As I write this, through my headphones, I'm listening to "On Danse," by Stromae, a Belgian francophone song that will forever remind me of my stay in Europe. I'm going to continue a techno-European-ish playlist of music to celebrate where I am right now: literally right in the middle of year as an exchange student in Belgium.
Today marks the point exactly between the day I started my life in Linkebeek, Vlaams-Brabant, Belgium, and the day that I will leave it to recommence my life in the United States.
Periphrasing what I read in another exchange student's blog earlier this year (she was in the Southern Hemisphere), halfway is a lot of time that has passed, but still a lot of time that remains.
And the imminent question is, "does it feel like I'm halfway through?"
I can't answer that question.
But I'll talk about it anyway.
There's no way I can look back on the time I've been here and say, "it seems just like yesterday that I landed here," or "it's gone so fast!" The month before I left my hometown seems like an entirely different life; taking off from New York seems like ages ago, and my first day in Belgium is a distant, brightly-colored blur.
The next three or so months after that really are a blur as well. It's very strange to look back on-- there are points that stand out, but others that run together. I can't look back and distinguish the difference between a random day of school in mid-September to a random day of school in late November, but I can remember seeing the Grand Place for the first time, or my first day of school.

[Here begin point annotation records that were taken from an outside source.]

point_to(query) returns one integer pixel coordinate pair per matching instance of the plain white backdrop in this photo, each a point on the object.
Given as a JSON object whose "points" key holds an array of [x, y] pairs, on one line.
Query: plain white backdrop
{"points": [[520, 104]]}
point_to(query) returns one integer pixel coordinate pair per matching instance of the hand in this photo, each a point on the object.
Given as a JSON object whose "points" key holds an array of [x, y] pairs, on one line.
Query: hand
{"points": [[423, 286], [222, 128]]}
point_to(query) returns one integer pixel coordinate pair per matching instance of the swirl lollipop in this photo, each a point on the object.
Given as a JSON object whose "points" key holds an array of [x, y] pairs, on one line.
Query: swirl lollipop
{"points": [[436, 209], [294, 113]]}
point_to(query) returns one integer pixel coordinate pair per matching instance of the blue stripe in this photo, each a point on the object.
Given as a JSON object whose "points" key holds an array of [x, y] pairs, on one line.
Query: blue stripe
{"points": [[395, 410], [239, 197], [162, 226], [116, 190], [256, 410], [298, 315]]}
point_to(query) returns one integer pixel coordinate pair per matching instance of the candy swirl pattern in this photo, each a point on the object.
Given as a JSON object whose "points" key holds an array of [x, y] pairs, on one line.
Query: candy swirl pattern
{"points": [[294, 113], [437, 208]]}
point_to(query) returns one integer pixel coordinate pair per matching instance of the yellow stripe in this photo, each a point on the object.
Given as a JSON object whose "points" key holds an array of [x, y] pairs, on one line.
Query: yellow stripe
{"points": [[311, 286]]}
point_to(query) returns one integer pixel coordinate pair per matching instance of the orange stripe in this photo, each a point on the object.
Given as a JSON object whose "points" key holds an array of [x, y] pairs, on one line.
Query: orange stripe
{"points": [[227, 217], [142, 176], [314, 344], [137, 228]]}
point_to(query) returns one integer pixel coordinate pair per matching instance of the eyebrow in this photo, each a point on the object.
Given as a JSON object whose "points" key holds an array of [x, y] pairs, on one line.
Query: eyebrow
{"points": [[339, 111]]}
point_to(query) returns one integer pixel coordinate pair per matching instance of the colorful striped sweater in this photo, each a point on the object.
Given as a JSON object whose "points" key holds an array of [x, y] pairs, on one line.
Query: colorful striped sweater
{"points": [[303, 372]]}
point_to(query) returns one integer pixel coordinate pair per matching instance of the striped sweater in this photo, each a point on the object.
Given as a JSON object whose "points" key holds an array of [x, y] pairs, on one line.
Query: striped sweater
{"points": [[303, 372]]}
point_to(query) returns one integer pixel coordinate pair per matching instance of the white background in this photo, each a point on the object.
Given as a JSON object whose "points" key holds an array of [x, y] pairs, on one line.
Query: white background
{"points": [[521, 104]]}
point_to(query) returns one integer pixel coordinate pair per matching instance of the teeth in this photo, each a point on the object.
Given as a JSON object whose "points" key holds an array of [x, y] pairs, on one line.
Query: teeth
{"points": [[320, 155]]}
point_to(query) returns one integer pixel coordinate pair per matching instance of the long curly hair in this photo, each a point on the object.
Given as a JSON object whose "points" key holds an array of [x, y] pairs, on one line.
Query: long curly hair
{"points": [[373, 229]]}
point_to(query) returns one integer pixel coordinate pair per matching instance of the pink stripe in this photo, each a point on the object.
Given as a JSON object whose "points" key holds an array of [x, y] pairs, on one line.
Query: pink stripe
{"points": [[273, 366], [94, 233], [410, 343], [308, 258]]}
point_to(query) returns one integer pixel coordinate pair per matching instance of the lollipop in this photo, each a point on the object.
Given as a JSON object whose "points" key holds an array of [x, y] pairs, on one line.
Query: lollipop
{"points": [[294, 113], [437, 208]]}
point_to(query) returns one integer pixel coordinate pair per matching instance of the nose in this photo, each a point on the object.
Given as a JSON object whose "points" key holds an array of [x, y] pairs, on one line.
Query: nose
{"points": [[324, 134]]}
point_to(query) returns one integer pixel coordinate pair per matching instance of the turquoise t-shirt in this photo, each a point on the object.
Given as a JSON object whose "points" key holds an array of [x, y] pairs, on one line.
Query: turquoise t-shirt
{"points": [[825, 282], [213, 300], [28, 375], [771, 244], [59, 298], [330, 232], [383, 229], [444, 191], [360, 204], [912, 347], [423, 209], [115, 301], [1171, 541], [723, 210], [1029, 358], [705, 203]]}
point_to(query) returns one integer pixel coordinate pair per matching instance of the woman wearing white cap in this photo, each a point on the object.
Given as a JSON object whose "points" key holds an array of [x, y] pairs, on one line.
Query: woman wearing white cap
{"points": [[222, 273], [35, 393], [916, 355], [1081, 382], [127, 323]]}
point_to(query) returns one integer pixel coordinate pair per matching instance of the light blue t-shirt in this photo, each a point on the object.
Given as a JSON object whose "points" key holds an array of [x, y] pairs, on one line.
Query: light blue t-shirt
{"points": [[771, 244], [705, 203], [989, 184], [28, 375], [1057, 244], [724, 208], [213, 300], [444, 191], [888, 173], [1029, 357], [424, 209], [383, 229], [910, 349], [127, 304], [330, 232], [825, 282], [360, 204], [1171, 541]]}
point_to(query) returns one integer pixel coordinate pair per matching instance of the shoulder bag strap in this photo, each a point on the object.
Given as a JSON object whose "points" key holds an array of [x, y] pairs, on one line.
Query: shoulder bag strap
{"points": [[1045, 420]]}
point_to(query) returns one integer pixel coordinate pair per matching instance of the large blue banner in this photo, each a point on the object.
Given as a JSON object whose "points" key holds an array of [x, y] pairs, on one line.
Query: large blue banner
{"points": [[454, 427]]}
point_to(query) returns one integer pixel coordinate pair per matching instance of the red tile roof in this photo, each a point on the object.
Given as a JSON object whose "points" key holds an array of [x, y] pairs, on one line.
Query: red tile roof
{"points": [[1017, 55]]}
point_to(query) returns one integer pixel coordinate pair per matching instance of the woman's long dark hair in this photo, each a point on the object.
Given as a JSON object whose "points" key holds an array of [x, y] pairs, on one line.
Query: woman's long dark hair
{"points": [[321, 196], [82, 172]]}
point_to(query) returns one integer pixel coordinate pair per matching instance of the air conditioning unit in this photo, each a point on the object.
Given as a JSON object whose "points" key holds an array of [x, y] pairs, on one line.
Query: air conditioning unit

I can also see the progress of the year--things have certainly changed since August. Of course, my French is a good indicator of that-- as I got here I could introduce myself in French, and talk about the weather and my cats, but that's about it. Today, however, in English class, I spoke more French than English, and after I came home I had a conversation with my host mom about French grammar: comment est-ce qu'on peut utiliser le temps subjonctif. I can walk into a store and have a conversation with the shopkeeper; I can shout directions in French to a group of 25 five- and six-year-old Baladins (Belgian scouts); and I can hold relatively deep conversations (albeit with lots of mistakes) about pretty abstract subjects like psychology or social theory. The constant feeling of not knowing what's going on because I can't understand what people are saying is no longer here, and I feel now more or less in control of my life--I can make my way throughout the day without being completely incapicated with a language barrier. I also am familiar with more and more of Brussels, and more and more of the country around me-- I've visited the other big towns of Belgium and found new amazing places outside of Linkebeek.
I can see that the year has progressed, and that it has changed me-- I am habituated to things today I'd never thought of before I left: I don't worry about eating raw meat; I wear a scarf when I go outside; I greet my friends in the morning by kissing them on the cheek; I eat Nutella on bread for breakfast almost every morning. I compare myself to who I was five months ago and who I am today, and they're not really the same person.
So, in some ways, halfway is a long time. I know that I've changed; I know that I have become able to communicate--not fluently, not perfectly, but at least communicate--in a second language; I know that I've learned a lot. But I know as well that I've been away from my hometown for half the school year already, and that I haven't seen mountains or smelled wet sagebrush or petted my cat or seen my family in person for five and a half months. So, I do feel the time.
But, it does seem fast at some points. As I look back on my time here, there's another part of me that says, "holy crap--am I really halfway through?" In the course of a lifetime, 5.5 months is not a whole lot, and I know I'm never going to have another five and a half months like the ones I've just had. After today, I will have the same amount of time that I've had since August to discover this country, to learn this language, to learn all I can and create as many memories as possible. I think to myself: will that be enough? Will, at the end of my stay here, I feel that I have lived my life here as best as possible? Or will I be wishing I'd tried other things or seen other places?
Looking forward into the year, I have lots of plans. My host family and I will be going on vacations, I'll have school trips and parties and scouts and lots of other things-- I'll be keeping myself busy. But I also know I need to make time to just be here-- to get all I can of the European lifestyle that I may never have again. And that is what I will try to do--that is what I hope I can do.
All I can say is, within the past half of my stay here, I have seen many new and amazing sights, met many new and amazing people, and captured many new and amazing memories. And it's those things--those memories and sights and people-- that will stay with me throughout my life. And by the time July comes around, I hope to have twice as many.